Enable download of large (spatial extent) cutouts from ERA5 via cdsapi. #236

euronion · 2022-05-16T12:58:14Z

Closes #221 .

Change proposed in this Pull Request

Split download of ERA5 into monthly downloads (currently: annual downloads) to prevent too-large downloads from ERA5 CDSAPI.

TODO

Add month indicator to progress prompts.

Description

Motivation and Context

See #221 .

How Has This Been Tested?

Locally by downloading a large cutout.

Type of change

Bug fix (non-breaking change which fixes an issue)
New feature (non-breaking change which adds functionality)
[n/a] Breaking change (fix or feature that would cause existing functionality to change)

Checklist

I tested my contribution locally and it seems to work fine.
I locally ran pytest inside the repository and no unexpected problems came up.
I have adjusted the docstrings in the code appropriately.
I have documented the effects of my code changes in the documentation doc/.
[n/a] I have added newly introduced dependencies to environment.yaml file.
I have added a note to release notes doc/release_notes.rst.
I have used pre-commit run --all to lint/format/check my contribution

for more information, see https://pre-commit.ci

fneum · 2022-05-17T20:37:08Z

How does that interact with queuing at CDSAPI? Does that increase the chances of getting stuck in the request in month 9 or so?

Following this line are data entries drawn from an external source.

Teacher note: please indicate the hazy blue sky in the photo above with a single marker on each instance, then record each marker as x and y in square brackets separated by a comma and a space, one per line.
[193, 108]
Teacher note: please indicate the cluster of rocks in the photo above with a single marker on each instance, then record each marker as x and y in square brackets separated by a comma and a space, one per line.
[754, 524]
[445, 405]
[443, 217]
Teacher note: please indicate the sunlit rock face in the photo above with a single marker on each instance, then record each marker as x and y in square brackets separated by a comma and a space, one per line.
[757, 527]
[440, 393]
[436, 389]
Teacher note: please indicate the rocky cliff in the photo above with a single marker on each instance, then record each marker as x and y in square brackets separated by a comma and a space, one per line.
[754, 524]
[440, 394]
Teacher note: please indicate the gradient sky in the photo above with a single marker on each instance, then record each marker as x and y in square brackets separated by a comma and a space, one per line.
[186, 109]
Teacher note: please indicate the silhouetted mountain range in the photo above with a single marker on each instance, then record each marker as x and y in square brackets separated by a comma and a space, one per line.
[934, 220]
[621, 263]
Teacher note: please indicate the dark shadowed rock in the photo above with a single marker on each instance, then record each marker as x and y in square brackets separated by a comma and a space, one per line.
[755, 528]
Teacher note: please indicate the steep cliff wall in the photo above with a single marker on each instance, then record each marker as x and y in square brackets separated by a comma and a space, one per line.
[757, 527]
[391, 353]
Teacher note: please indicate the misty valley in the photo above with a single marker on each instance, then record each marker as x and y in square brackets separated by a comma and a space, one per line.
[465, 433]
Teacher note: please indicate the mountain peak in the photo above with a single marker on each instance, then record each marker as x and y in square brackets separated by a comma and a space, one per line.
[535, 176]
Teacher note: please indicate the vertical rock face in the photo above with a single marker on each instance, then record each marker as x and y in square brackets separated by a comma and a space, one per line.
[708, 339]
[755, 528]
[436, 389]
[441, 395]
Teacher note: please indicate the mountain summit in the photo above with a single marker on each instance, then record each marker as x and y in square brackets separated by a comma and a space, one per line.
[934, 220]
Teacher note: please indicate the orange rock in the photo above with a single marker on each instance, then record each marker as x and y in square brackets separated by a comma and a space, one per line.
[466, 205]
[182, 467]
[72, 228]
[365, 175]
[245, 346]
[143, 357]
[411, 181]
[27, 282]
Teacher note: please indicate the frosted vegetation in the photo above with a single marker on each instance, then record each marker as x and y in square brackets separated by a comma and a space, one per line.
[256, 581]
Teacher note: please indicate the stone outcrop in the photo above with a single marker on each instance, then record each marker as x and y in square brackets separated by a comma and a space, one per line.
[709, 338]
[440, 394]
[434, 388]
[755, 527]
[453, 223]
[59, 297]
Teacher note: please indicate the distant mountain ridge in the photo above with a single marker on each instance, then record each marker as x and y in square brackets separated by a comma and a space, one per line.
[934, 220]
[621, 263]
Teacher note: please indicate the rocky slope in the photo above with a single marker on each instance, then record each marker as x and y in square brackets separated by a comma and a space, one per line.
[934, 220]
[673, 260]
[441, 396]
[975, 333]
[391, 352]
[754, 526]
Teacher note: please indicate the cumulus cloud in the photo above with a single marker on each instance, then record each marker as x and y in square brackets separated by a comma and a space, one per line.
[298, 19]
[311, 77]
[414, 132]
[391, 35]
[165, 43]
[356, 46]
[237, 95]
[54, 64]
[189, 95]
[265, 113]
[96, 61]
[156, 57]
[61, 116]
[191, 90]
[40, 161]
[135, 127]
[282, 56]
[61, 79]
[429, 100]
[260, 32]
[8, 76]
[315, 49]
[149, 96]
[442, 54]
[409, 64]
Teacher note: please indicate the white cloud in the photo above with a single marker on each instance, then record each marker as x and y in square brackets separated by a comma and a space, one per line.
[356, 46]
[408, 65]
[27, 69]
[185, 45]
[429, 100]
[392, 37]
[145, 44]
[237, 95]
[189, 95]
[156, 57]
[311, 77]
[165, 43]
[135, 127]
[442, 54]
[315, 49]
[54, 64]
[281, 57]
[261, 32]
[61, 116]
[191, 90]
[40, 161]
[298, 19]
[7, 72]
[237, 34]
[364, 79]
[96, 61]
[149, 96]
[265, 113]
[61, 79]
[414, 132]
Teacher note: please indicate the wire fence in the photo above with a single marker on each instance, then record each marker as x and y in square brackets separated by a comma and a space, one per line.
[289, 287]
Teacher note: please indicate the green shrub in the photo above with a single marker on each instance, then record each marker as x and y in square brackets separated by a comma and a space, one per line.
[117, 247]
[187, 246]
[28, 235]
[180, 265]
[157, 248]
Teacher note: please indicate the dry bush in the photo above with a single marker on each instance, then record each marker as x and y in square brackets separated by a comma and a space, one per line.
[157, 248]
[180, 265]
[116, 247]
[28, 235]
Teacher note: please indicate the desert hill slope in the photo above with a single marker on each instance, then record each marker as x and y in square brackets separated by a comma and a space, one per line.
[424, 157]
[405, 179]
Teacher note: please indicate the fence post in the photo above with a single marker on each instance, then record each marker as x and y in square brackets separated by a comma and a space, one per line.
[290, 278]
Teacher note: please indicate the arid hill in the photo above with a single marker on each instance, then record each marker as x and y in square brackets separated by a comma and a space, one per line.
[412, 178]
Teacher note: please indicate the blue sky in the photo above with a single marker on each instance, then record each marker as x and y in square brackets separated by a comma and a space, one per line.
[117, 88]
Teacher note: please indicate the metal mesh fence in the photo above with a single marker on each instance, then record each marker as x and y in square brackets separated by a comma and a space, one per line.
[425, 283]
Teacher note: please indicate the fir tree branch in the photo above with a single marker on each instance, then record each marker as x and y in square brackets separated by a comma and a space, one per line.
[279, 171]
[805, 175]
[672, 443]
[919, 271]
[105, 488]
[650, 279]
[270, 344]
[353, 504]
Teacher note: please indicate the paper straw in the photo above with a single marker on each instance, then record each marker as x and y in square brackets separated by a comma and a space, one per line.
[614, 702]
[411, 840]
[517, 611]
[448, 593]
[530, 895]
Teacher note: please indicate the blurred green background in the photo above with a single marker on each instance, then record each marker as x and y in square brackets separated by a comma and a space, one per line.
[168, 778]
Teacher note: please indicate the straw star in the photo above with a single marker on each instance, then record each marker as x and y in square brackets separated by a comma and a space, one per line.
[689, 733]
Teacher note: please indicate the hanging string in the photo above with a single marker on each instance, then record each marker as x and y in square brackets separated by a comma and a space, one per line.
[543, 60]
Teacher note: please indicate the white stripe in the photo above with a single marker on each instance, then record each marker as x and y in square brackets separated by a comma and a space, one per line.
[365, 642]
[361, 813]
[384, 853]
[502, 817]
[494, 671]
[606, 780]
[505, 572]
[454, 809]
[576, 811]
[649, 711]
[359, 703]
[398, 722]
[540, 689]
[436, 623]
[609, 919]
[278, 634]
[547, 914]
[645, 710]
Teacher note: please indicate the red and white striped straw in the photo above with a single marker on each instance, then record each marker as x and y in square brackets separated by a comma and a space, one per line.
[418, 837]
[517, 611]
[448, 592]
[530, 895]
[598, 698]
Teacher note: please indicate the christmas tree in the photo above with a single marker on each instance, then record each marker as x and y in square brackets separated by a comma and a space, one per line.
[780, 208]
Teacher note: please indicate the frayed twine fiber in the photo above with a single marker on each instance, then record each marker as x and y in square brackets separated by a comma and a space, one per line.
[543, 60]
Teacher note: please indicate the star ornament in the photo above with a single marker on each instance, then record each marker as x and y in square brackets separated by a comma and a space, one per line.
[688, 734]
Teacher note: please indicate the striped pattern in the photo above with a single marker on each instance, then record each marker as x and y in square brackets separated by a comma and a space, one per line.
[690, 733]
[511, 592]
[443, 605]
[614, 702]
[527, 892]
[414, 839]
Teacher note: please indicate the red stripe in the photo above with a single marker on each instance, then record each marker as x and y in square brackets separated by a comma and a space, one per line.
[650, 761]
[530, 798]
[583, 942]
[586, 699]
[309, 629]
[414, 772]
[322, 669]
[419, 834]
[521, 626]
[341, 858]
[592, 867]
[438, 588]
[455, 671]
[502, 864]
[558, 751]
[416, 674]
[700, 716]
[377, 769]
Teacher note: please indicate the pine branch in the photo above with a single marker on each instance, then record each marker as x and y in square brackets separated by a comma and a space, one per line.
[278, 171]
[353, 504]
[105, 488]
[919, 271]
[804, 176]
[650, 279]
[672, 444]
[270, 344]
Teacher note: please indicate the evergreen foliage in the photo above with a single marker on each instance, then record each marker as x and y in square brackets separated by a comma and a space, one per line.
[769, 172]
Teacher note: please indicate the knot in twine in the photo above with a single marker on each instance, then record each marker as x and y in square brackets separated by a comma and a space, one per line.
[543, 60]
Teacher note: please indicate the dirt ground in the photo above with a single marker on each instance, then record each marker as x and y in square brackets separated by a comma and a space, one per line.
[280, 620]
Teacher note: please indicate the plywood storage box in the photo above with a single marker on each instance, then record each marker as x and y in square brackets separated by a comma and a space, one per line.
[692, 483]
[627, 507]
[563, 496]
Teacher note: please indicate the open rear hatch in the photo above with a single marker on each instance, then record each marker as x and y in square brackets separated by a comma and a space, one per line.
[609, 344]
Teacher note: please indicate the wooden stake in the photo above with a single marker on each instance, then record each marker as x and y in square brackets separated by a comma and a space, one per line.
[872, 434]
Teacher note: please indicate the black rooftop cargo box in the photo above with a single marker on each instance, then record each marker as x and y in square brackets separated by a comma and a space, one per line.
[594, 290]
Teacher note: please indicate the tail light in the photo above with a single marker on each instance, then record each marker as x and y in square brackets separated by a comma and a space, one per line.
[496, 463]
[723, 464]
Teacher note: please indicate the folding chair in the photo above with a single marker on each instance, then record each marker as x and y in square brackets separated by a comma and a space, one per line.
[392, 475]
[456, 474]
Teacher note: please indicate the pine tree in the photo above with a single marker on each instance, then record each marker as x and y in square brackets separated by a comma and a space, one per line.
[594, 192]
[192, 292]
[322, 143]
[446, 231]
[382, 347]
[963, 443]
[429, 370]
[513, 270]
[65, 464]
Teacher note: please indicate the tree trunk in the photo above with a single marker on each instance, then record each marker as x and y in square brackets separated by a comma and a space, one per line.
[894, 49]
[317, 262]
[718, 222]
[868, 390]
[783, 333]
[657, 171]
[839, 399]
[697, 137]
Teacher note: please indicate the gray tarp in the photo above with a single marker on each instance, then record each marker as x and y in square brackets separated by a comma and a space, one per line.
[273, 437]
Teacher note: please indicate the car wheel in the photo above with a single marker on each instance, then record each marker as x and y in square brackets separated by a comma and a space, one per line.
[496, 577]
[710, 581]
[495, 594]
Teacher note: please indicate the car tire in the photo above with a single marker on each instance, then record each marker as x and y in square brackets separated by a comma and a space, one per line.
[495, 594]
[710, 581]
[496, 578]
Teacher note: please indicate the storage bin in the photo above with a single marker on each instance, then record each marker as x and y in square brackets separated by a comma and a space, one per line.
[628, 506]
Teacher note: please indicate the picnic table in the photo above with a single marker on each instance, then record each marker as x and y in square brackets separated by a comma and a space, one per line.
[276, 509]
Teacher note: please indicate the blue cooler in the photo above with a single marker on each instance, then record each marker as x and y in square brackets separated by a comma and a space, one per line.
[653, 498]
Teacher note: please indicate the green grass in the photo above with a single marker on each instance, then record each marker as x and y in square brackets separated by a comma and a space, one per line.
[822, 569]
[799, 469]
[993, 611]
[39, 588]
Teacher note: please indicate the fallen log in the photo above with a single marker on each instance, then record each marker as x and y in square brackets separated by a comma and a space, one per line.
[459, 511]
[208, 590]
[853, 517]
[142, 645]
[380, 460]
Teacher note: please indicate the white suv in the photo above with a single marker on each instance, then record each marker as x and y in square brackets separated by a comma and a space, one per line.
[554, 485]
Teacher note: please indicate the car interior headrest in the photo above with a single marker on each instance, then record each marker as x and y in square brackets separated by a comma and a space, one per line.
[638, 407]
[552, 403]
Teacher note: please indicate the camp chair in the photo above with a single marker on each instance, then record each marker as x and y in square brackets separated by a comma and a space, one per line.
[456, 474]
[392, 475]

euronion · 2022-05-17T20:46:33Z

I don't know.

The downloads for the larger cutouts worked relatively smoothly (1-2 hours), but the number of requests is 12x higher for a normal year, so the chances might be higher. On the other hand, since the downloaded slices are smaller I would not expect major performance changes. Probably acceptable, since you're not downloading cutouts on an everyday basis.

I don't know enough about the internals of the ERA5 climate store and I don't think we should optimise our retrieval routines for it as long as we haven't received any complaints for bad performance.

euronion · 2022-05-31T12:08:38Z

Alright. I did not encounter any issues downloading large datasets. Seems to work nicely @FabianHofmann .

What would be helpful is a message indicating which month/year combination is currently being downloaded, do you have an idea on how to easily implement this @FabianHofmann ?

Then I'd suggest @davide-f tries to download his cutout as well and if that works without issues then we can merge.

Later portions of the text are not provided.